For Republican Jewish Coalition Executive Director Matthew Brooks, the glass is half full and getting fuller.
That’s how he views the recent success the GOP has had luring Jews away from their traditional alliance with the Democratic Party.
“In the last four elections, the Republicans have been doing better each time,” he says. “In 1996, we had 11 percent [of the Jewish vote]. In 2004, 27 percent of the vote. That’s a shift of 150 percent since 1992.”
The D.C.-based Brooks was in San Francisco recently to meet with local RJC chapters. Of course, in the liberal Bay Area, the Republican operative could have viewed a visit here as a mission behind enemy lines. But he chose not to.
“The reality is actually quite different from the perception,” he says. “People joke that it’s hard to find Jewish Republicans [in the Bay Area]. We are pleased with the growth we’re seeing here.”
Though Brooks, 40, is a lifelong Republican booster, he feels the current geopolitical climate couldn’t be more auspicious for his party and the current president, especially when it comes to Israel.

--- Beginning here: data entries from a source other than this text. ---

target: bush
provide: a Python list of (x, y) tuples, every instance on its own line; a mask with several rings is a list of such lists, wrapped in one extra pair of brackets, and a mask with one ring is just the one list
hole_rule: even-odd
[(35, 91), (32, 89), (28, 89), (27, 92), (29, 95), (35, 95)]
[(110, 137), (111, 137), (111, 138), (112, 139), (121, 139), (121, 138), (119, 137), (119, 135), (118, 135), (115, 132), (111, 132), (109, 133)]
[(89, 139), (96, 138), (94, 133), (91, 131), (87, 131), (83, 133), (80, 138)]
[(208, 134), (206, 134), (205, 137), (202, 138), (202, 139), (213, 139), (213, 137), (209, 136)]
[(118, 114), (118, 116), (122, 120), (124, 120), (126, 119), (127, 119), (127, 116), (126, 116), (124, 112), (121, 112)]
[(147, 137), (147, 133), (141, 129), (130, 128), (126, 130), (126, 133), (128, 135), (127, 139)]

“Without question,” he asserts, “this president has been the most pro-Israel ever. What he has done in terms of changing the paradigm is unprecedented. His marginalization of Arafat, his unyielding support of Israel, calling it a Jewish state, all sends an incredibly important signal to the world. He has transformed the relationship.”
In a small way, Brooks likes to take some of the credit for this. He cites a 1998 fact-finding trip he and then-Gov. Bush took to Israel.

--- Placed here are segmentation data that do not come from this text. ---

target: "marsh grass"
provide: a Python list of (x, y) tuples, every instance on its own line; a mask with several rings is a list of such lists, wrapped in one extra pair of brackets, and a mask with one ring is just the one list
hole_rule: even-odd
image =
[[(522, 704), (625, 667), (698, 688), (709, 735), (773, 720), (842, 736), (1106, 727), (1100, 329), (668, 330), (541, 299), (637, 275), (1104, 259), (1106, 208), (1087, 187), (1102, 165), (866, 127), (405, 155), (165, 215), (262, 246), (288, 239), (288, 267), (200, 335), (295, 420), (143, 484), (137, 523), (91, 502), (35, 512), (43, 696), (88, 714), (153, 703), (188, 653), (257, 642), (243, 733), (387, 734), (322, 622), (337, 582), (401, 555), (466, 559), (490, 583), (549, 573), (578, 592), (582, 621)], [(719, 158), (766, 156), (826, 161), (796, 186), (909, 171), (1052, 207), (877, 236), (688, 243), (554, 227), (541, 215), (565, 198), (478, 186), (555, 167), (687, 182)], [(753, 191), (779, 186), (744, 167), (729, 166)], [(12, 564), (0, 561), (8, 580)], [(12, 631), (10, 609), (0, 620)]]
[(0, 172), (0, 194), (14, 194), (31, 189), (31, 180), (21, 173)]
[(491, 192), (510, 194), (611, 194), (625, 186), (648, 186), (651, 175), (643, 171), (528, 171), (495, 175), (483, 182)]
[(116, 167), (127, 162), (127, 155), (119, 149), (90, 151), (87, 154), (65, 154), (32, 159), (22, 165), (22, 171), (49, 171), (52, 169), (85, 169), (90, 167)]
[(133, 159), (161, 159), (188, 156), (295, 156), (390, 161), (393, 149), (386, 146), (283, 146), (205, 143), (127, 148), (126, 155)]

“I stood next to him at the [Western] Wall,” remembers Brooks. “You could see the tears coming down his cheek. We didn’t realize how the trip would have the impact on history that it did.”

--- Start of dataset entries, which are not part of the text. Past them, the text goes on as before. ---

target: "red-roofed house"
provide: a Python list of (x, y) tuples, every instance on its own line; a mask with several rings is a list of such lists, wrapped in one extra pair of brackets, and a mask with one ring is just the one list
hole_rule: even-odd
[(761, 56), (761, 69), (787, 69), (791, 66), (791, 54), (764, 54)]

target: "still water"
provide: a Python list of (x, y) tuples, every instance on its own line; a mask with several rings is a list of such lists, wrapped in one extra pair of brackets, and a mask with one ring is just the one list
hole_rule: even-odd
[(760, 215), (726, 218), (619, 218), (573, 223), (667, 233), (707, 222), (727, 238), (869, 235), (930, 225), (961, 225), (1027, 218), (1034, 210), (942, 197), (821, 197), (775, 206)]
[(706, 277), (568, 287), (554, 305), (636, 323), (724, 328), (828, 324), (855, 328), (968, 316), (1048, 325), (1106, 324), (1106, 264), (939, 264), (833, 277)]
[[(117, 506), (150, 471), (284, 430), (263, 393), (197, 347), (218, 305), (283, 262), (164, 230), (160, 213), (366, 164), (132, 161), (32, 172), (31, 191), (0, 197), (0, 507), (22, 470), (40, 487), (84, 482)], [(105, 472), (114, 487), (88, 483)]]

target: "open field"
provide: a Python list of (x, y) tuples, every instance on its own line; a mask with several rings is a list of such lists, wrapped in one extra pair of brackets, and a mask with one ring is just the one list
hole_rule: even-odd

On that same trip, he recalls flying with Bush over the territory of Israel in a helicopter. Also on board, an Israeli politician named Ariel Sharon.
“We wanted [Bush] to understand how important the topography was,” adds Brooks. Flying over Israel’s narrowest point, Bush commented, “We have driveways in Texas longer than that.”
Brooks says the bond formed between Bush and Sharon on that trip carried through to the relationship between the two today.
He further extrapolates his optimism to the broader Middle East, including developments in Iraq, Lebanon and elsewhere in the Muslim world. “Empowering people to chose their leaders in a part of the world where they’ve been oppressed, where women had no rights, is a good thing,” he says. “People want to be free and prosperous. That’s human nature. But nobody thinks it’s a straight-line trajectory.”
On domestic issues of concern to the Jewish community, Brooks generally supports the GOP party line. Regarding the growing influence of evangelical Christians, Brooks thinks Jews have bigger fish to fry.
“I’m much more worried about the anti-Israel, anti-Semitic, anti-Americanism of the progressive left on college campuses,” he says. “We do a disservice to ourselves by treating evangelicals, who are incredibly pro-Israel and philo-Semitic, at arm’s length. We need all the friends we can get.”
Brooks would not say definitively if he supports a constitutional amendment banning gay marriage, but he did note, “Bigotry and hatred of any group or individual is wrong. It’s important that the rights and the lives of [gay people] are protected, that they have equal access to housing, jobs, health care and be free from emotional or physical violence. They should have the right to live happily with their partners. However, I don’t support the codification of [gay] marriage. I’m for civil unions.”
A dapper man who sports suspenders, Brooks decries the shrillness in today’s political debate.
“From a discourse level, we can do better,” he says. “People feel strongly about issues, and the rhetoric is at times intemperate. It’s important to have a lot of passion about your beliefs, but it shouldn’t become personal.”
A native of Philadelphia, Brooks is a graduate of Brandeis University and also holds an MBA from Georgetown University. He says his career in the RJC permits him to blend his twin passions of Judaism and Republican politics.
It even allows him to mix in his third passion. “I’m a huge Frank Sinatra fan,” says the father of two school-age kids. “My office is very un-Washington with all this Sinatra memorabilia in my office. I’m a bit of an anachronism.”